Le Chahid est un élève de la zaouia Cheikh Betekkouk de Mostaganem et de la zaouia Hebria de Tlemcen. Il étudia aussi à Sig. A savoir qu'il a décroché un  diplôme d'électricité en bâtiment à Nancy en France après la libération de la France du joug allemand. 

Militant de première heure, comme la majorité des tolbas, il était un adepte de Benbadis. Les recherches se poursuivent pour ressortir ses écrits dans Ech Chihab, le journal de l'Association des Oulémas Algériens.

Appelé du contingent durant la seconde Guerre Mondiale, il fut pris par les troupes allemandes et dirigé vers les camps de concentration d'où il s'évada pour reprendre les armes contre les troupes fascistes à Monte Casino en Italie avant qu'il n'aille participer à la libération de Toulon et Marseille au sein de la célèbre 3ème division algérienne.

Il fut exécuté début novembre 1957 après avoir été torturé des jours durant en même temps que ses compagnons. Seul BENALI Sy Aoued y échappa, mais fut emprisonné jusqu'à 1962.

Sa phrase célèbre avant son exécution : "Avec ou sans moi, l'Algérie vivra." A ces mots, il cracha  au visage de l'officier chargée de la basse besogne.

Feu Boudjelali Habib, alias Sy Larbi, le chef de zone de l'époque, un moudjahid de première heure et élève d'Ibn Badis, qui tomba au champ d'honneur fut très éprouvé par la mort du Chahid Sy Mohamed Bousserouel.

Sy Mohamed laissa une veuve, une fille et quatre garçons dont deux jumeaux.

MECHAOUI M'hamed

Si M'hamed MECHAOUI était un très beau gars de forte corpulence, élancé et d'un calme olympien. Personne n'aurait cru que cet homme sur lequel les Moudjahidine comptait beaucoup alait tomber un jour. Il était le transporteur par excellence des maquisards. Epié et suivi, il fut arrêté et exécuté sommairement, il laissa une veuve, quatre filles et un garçon.   

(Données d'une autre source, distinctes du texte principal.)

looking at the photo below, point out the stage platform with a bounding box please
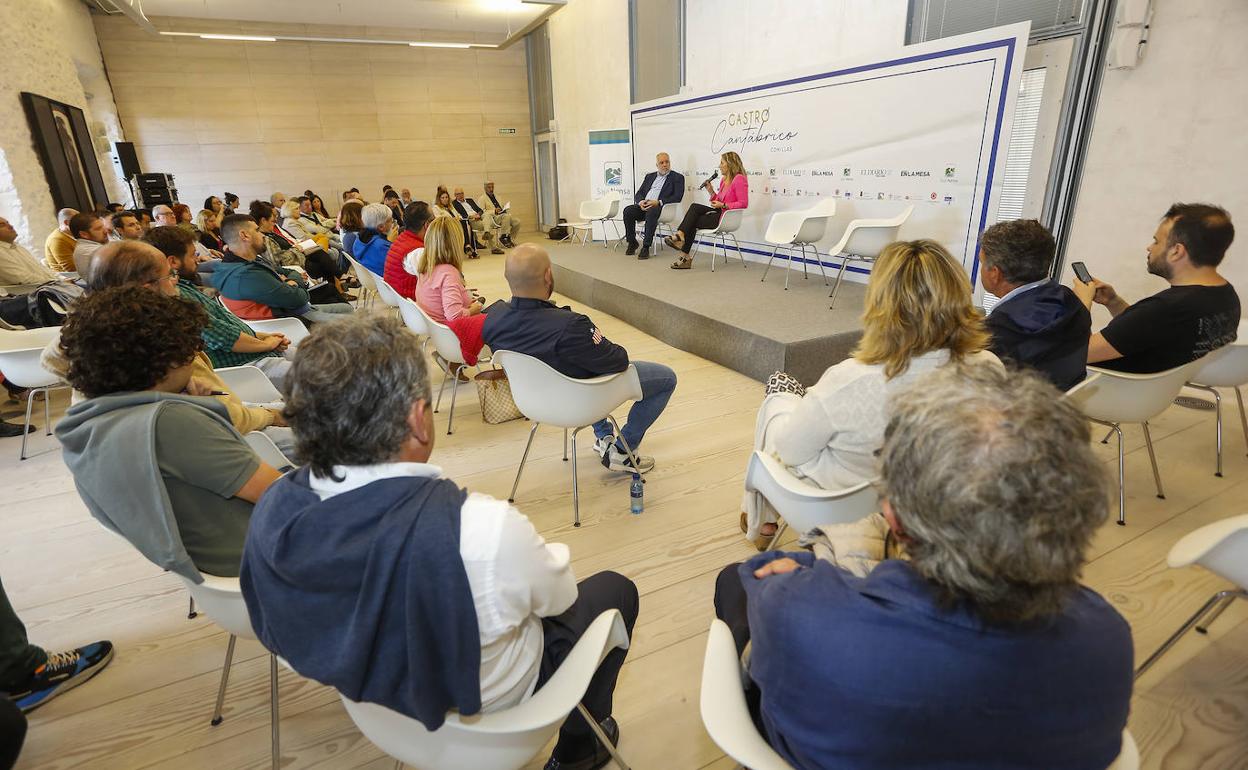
[548,239,867,385]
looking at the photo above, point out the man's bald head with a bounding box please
[87,240,167,292]
[504,243,553,299]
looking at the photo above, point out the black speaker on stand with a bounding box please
[114,142,142,209]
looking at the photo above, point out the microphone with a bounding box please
[702,170,719,189]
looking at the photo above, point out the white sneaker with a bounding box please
[601,445,655,474]
[593,435,614,456]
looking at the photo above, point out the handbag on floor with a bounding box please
[475,369,524,424]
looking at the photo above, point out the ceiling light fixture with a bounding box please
[158,31,494,48]
[409,41,472,49]
[199,33,277,42]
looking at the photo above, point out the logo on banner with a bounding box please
[603,162,623,186]
[901,170,932,178]
[930,192,938,200]
[842,167,852,177]
[858,169,891,178]
[711,106,799,153]
[943,195,955,205]
[812,169,836,176]
[944,166,956,178]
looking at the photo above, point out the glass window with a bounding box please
[629,0,683,103]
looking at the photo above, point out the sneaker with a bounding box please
[601,445,655,474]
[0,420,34,438]
[592,434,614,456]
[624,242,638,256]
[491,247,504,255]
[8,641,114,713]
[543,716,619,770]
[502,236,515,248]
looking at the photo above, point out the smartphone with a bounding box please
[1071,261,1093,283]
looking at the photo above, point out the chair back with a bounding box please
[340,609,629,770]
[700,619,794,770]
[807,197,838,218]
[744,451,878,534]
[1189,320,1248,387]
[494,350,642,429]
[578,199,612,221]
[247,317,310,354]
[347,254,380,295]
[244,431,292,469]
[371,272,404,308]
[1166,513,1248,589]
[656,203,681,225]
[214,365,283,403]
[793,213,832,245]
[604,197,622,219]
[414,303,467,365]
[0,327,62,389]
[763,211,806,244]
[1064,360,1204,424]
[714,208,746,234]
[397,296,429,336]
[177,573,258,641]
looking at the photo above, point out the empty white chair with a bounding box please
[1184,320,1248,476]
[743,450,879,550]
[1064,360,1205,525]
[564,198,620,247]
[178,571,282,769]
[346,254,380,309]
[693,208,747,272]
[415,302,487,435]
[244,430,293,469]
[495,350,643,527]
[1135,513,1248,679]
[760,198,837,290]
[651,203,681,254]
[340,609,632,770]
[827,205,914,308]
[0,326,68,460]
[214,365,283,404]
[700,619,794,770]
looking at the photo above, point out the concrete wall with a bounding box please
[1063,0,1247,324]
[91,14,536,225]
[0,0,128,253]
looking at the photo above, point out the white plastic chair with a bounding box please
[702,618,1140,770]
[494,350,644,527]
[564,198,621,247]
[1185,320,1248,476]
[244,430,293,469]
[693,208,747,272]
[215,365,283,404]
[415,302,488,435]
[1135,513,1248,679]
[346,254,380,309]
[1064,360,1205,525]
[0,326,68,460]
[340,609,632,770]
[827,205,914,308]
[215,297,308,358]
[178,571,282,770]
[369,266,405,316]
[397,295,429,337]
[760,198,837,290]
[743,451,879,550]
[651,203,681,254]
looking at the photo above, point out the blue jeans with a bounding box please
[593,361,677,452]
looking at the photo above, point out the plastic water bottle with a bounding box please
[629,473,644,515]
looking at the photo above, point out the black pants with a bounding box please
[621,204,662,247]
[676,204,721,255]
[712,564,768,734]
[535,571,639,750]
[0,697,25,770]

J'essaierai de développer le sujet au fur et à mesure des informations que je recueille. Ci-contre, la Renault Juva-4 de Si M'hamed.

BOUSSEROUEL Lakhdar

Ce taleb qui tenait un magasin d'alimentation générale à Zemmora fut pendu après avoir été torturé des jours et des nuits durant. Le Chahid laissa une veuve, une fille et cinq garçons.

BELAMRIA Benaïssa

 

Né à Hararta, Si Benaïssa, comme ses compagnons d'armes fut un héros pour qui la vie n'avait aucun sens dans une Algérie occupée. Sorti droit de la grande école du militantisme algérien, il fut arrêté, torturé et exécuté. Son corps ne fut retrouvé qu'à l'indépendance de l'Algérie en même temps que celui de son compagnon d'armes le Chahid LAMDJADANI Menouer. Le Chahid laissa derrière une veuve, trois filles et quatre garçons dont le défunt Mokhtar. La maman subvint aux besoins de ses enfants et en fit des lettrés dont Harrat, docteur ès lettres françaises et Abdelkader, un expert comptable.